2. How to create a budget
Budgeting is something that people either love or hate to do. Personally I hate it. But I keep a general budget because it’s important to know where my money is going. A friend of mine knows where every dollar he spends goes. I’d rather divide my money into 2 different accounts, business and pleasure. I give myself an “allowance” to do whatever I want with monthly, and the rest stays in my “business” account for bills and other living expenses. Need a crash course on building a budget? Check this out.
3. The time value of money
The time value of money is a simple principal to understand: basically it states that any amount of money is worth more today than the same amount of money in the future due to it’s earning potential. This means that if you have $100 to invest today, it’s worth more than $100 a year from now, because it could be gaining value through investments for a year. Let’s assume you average 9% on your investments… Your $100 today will be worth $109 in a year, whereas getting $100 a year from now is only worth about $91, due to the value of money lost in the year.
This is very important when you consider the next point…
4. Start investing early
Take a look at this chart. Basically what it states is that when Saver B starts investing earlier on in life, the time value of his money allows for gaining potential so much greater that even though Saver A invested more than 4 times the amount of Saver B, Saver B has gained more than $400k more than Saver A by retirement.
Moral of the story? If you start investing now, you’ll have much more than if you wait till you make more money, even if you invested more in the years to come.
5. Let your money work for you
We were all taught that it is important to gain a good education and to learn valuable skills to enter the job force and start a good career. But here’s what few of us have learned: more important than having a good job is learning how to make your money work for you. Consider this: if you can save $500k, and you average 10% on your investment portfolio, you will gain $50k annually without doing anything other than having the money. $2 million will earn you $200k per year (earning 10%). $10 million will earn $1 million per year. The more you invest, the more you’ll make, without lifting a finger (well, other than managing your money, of course).
Sure it’s important to have a good job. But it’s even more important to be investing your money, no matter how much you’re making. If the goal is financial security and freedom, it doesn’t take rocket science; just a little discipline and sacrifice early on. And what you’ll gain is so much more than what you could buy today.
One last note: $1 at age 18 can’t get you more than a coke, or maybe a dollar menu burger. But $1 at age 18 is worth $54 at age 60 (assuming 10% again). Keep that in mind the next time you stop at Starbucks. Your cup of joe is actually taking more than $150 out of your retirement fund.
Spend wisely.
Photo Credit: aresauburn
















Just for once I would love to see a finance article that doesn’t quote the 10% return figure. And if they quote this very “easy” rate of return to get, can they at least point me to where they are getting this?

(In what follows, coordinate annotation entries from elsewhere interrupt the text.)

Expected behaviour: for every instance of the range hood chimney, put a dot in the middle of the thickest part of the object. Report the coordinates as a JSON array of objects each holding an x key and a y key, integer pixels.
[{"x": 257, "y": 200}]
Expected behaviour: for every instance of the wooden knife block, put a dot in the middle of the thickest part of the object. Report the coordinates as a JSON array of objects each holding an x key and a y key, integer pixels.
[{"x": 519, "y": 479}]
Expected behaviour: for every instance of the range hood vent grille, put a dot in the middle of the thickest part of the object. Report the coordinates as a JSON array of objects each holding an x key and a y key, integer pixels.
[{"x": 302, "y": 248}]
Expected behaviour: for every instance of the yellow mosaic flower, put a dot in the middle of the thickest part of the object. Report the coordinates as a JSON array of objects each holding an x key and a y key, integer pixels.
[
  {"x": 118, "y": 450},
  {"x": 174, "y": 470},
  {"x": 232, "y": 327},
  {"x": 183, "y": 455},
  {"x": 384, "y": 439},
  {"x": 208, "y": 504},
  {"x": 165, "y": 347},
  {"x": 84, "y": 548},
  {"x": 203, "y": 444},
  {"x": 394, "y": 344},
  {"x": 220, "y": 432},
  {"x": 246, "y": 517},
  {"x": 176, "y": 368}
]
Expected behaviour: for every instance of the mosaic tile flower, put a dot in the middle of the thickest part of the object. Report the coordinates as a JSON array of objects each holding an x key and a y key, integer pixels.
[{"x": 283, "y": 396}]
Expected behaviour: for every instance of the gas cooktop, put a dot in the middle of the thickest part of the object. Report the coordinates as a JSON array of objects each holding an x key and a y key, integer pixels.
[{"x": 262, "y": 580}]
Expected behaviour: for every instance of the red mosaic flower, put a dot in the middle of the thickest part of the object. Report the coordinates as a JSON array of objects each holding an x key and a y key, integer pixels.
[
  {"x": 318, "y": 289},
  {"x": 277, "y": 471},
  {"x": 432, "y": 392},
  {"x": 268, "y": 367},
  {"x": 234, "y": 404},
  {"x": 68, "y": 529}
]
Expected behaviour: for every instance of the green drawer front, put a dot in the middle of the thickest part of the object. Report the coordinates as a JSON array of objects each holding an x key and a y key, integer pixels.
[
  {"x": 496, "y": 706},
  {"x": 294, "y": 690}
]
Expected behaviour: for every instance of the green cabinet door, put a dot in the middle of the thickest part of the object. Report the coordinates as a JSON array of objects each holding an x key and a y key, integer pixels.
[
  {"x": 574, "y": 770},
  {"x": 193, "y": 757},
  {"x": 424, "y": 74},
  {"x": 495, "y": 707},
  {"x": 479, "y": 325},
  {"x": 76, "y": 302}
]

Greg, understand this: The 10% is just a number that makes for easy math. Would it be as easy to understand if I showed the numbers using 6.49%? Or 3.99%? Probably not. But it’s easy to understand that 10% of $100 is $10.
Were any of the points I made incorrect or somehow non-relevant?
Good ARTICLE dude, thanks
I agree that credit cards are misunderstood and that we don’t learn enough about them before we have access to them.
I also love how you mentioned the idea of setting aside business expenses first, then giving yourself an allowance. This is great advice!
Thanks for sharing!!
Sure, 10% is a nice round number to deal with, but when you work with compound interest, even a small change can yield big results over long lengths of time. Lets say that instead we use 8.2%, which is the average rate of return of balanced stocks and bonds in the US since 1926. At this rate, your $1 at age 18 is only worth $27 at age 60. Then, if you factor in inflation (say 3%) to compare purchasing power on a level playing field, that $1 is now only worth $8 current dollars (since everything in the future will be more expensive). That’s still not a trivial number, but nowhere near how extreme this article makes the downside of a cup of coffee seem to your retirement.
This is a nice post.
Gain of 10% is achievable in this economy.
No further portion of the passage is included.